Proseguono le ricerche del corpo di Manuel Careddu, il 18enne ammazzato da cinque suoi coetanei per un debito di pochi euro, e poi gettato nel lago. I responsabili, già arrestati, si rifiutano di rispondere alle domande dei carabinieri, che stanno comunque raccogliendo indizi importanti grazie alla cimice piazzata nell’auto di uno dei cinque, per un’inchiesta sul padre di uno di loro per un omicidio avvenuto l’anno prima. «Spariamo alla madre, la prossima volta che mi va a denunciare le stampo un proiettile in testa». Registrazioni a dir poco sconcertanti quelle emerse, con uno dei responsabili che si diceva pronto ad ammazzare anche la mamma di Careddu.
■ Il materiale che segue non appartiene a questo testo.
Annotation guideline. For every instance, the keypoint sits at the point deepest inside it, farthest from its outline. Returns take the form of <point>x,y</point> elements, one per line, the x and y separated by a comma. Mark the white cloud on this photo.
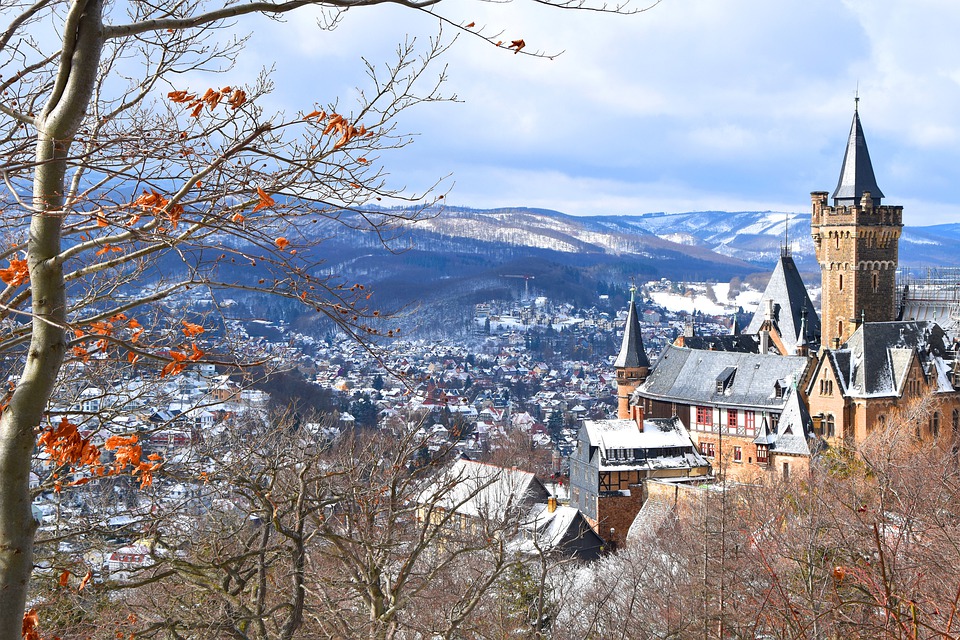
<point>695,104</point>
Ed in effetti quest’ultima è risultato un personaggio chiave per la vicenda, e quindi scomodo per i cinque imputati, visto che sarebbe stata proprio lei a sollecitare le ricerche del figlio e a indirizzare gli investigatori sulla giusta pista, conoscendo le cattive compagnie frequentate dal 18enne. (aggiornamento di Davide Giancristofaro)
LE PAROLE DELLA MADRE
Un ragazzo morto, Manuel Careddu, e una mamma distrutta dal dolore che trova la forza per lanciare un appello e chiedere ai genitori dei ragazzi finiti in carcere per l’omicidio del figlio di convincerli a parlare. «Dove sono i loro genitori? Proteggono solo i loro figli assassini e non hanno un pensiero per me? Provino a pensare che io sono qui che non aspetto di sapere se mio figlio è vivo, ma di sapere dove sono i suoi resti. Abbiano almeno loro un briciolo di coscienza, li convincano a parlare», così Fabiola Balardi, come riportato da La Nuova Sardegna, aveva lanciato il suo disperato appello. Il cadavere di Manuel, ammazzato a colpi di pala sulle rive del lago Omodeo la sera dell’11 settembre, non si trova. E nessuno della baby gang che lo ha ucciso rivela dov’è, quindi proseguono le ricerche. Qualcosa però si sta muovendo: alla caserma dei carabinieri di Macomer sono arrivati i genitori di Riccardo Carta, uno dei giovani arrestati. Vorrebbero incontrare Fabiola Balardi, che aspetta solo di sapere dove sono i resti del figlio per regalargli una tomba su cui piangerlo.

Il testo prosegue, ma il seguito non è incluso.